Saya memang bukan seperti supir bajaj kebanyakan yang senang menghabiskan makan di warteg pinggir jalan dan menghabiskan waktu dengan obrolan yang mengeluhkan. Sesekali saya pernah ikut makan bersama teman-teman supir lainnya namun apa daya. Bukannya energi positif yang bisa membuat saya semangat berkerja yang saya dapatkan justru ungkapan kalimat-kalimat keluhan dan penyesalan kenapa terlahir dalam kondisi demikian. Daripada badan saya yang sudah lelah tertiban dengan pikiran-pikiran yang membuat saya jauh dari rasa syukur lebih baik saya mengasingkan diri dan menghindar. Mencari suasana yang lebih baik lagi. Toh hal itu akan berdampak pada diri sendiri. Bukankah lingkungan mempengaruhi diri lebih besar?

Meski harga makanan di tempat ini terpaut sekitar Rp15.000 dibanding di warteg... saya lebih rela. Toh di tempat ini saya bisa makan dengan damai. meresapi setiap rempah dan bumbu yang berlimpah di sepiring nasi saya. Sambil bersyukur karena masih diberi kesempatan untuk menikmati makanan yang tak lain dan tak bukan adalah rizki dari Rabbi.

Lebih dari itu semua ada beberapa hal yang banyak saya dapatkan di tempat ini. Saya bisa mendengar orang-orang yang berseragam kantoran saling membicarakan tentang mimpi dan harapan mereka. Membuat saya juga berani bermimpi meski saya hanya seorang supir bajaj. Terkadang mereka juga membahas tentang buku-buku bacaan yang memang tak pernah terjamah oleh saya.

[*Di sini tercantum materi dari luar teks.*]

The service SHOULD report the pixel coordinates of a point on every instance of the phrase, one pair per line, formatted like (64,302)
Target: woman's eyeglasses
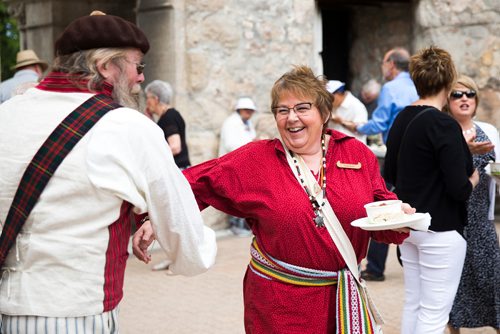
(457,94)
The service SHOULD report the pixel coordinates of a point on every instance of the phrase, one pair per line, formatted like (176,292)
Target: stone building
(213,51)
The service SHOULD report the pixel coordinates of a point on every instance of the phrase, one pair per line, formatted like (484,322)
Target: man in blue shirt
(29,70)
(398,92)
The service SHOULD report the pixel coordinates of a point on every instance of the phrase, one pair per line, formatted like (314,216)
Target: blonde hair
(82,65)
(302,82)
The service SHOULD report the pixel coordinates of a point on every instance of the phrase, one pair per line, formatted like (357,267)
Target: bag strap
(408,126)
(45,162)
(345,248)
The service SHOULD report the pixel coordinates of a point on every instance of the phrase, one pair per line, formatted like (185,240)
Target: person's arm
(233,135)
(144,174)
(174,141)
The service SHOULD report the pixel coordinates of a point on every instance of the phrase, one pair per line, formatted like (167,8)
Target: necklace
(317,207)
(470,131)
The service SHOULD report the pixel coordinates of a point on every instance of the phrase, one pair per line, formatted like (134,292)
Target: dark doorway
(337,39)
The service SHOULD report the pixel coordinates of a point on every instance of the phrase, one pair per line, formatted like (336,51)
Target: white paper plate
(407,221)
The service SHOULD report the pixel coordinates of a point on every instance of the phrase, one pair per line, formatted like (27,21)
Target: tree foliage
(9,41)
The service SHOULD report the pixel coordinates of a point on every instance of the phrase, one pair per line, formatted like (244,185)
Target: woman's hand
(142,239)
(474,178)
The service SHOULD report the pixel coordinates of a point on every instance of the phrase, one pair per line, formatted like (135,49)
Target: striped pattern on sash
(265,264)
(352,312)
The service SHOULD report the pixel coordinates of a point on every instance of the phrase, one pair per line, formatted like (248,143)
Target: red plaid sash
(45,162)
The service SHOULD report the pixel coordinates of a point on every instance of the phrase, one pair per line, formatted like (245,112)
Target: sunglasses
(457,94)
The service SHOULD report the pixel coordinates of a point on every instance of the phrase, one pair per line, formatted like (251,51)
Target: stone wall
(238,48)
(213,51)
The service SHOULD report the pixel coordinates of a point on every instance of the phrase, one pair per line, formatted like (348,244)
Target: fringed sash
(267,265)
(356,312)
(352,312)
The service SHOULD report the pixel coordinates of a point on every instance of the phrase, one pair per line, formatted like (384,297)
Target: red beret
(99,30)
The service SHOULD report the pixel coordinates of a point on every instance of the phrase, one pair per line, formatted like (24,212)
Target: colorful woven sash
(352,312)
(45,162)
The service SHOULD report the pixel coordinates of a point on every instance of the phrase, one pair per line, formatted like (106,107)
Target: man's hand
(142,239)
(350,125)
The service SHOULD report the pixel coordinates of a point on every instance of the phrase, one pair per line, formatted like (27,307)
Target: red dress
(256,182)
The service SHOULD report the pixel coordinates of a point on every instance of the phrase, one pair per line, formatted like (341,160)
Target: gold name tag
(349,166)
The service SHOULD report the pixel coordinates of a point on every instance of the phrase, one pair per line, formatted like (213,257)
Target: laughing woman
(429,163)
(477,303)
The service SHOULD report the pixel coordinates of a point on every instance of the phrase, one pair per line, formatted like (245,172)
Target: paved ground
(212,303)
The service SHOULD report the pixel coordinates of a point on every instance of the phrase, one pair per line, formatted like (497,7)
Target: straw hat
(29,57)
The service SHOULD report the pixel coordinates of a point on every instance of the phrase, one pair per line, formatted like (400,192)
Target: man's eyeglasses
(457,94)
(300,109)
(138,66)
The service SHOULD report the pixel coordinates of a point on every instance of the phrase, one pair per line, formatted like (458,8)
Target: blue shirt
(394,96)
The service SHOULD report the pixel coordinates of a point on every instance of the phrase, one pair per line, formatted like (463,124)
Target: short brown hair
(302,82)
(432,70)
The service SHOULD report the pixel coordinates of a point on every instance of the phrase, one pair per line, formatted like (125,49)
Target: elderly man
(29,69)
(63,272)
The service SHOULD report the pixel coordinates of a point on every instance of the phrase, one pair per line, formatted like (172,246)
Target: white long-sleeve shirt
(70,256)
(353,110)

Saya memang senang mencuri dengar setiap obrolan atau kalimat-kalimat yang keluar dari mulut-mulut pekerja kantoran yang berpendidikan seperti mereka. Karena terkadang apa yang mereka obrolkan mempu menambah pengetahuan dan wawasan saya. Beberapa di antara mereka yang saya tahu senang sekali berkata-kata seperti orang yang membaca puisi. Mereka masih muda dan penuh energi. Pancaran semangat mereka kadang mengenai diri saya.

"Sob... udah pernah denger syair Imam Syafii'i belum?" Salah seorang dari mereka yang memang sering berkata-kata mulai memancing tanya kepada tiga rekannya. Seketika kuping saya terpasang lebar dan besar. Saya tidak ingin melewatkan satu kata pun dari mulutnya.

"Denger ya Sob... ini bagus banget" Ujarnya lagi dan saya mengentikan makan saya sejenak.

"Pergilah dengan penuh keyakinan! Niscaya akan engkau temukan pengganti semua yang engkau tinggalkan.


Bekerja keraslah karena hidup akan terasa nikmat setelah bekerja.

Singa hutan dapat
 menerkam mangsanya setelah ia tinggalkan sarangnya.

Anak panah tak akan mengenai sasarannya, jika tak beranjak dari busurnya.

Andaikan mentari berhenti selamanya di tengah langit, niscaya umat dari ujung barat sampai timur tentu akan bosan.

Emas bagaikan debu sebelum ditimbang menjadi emas.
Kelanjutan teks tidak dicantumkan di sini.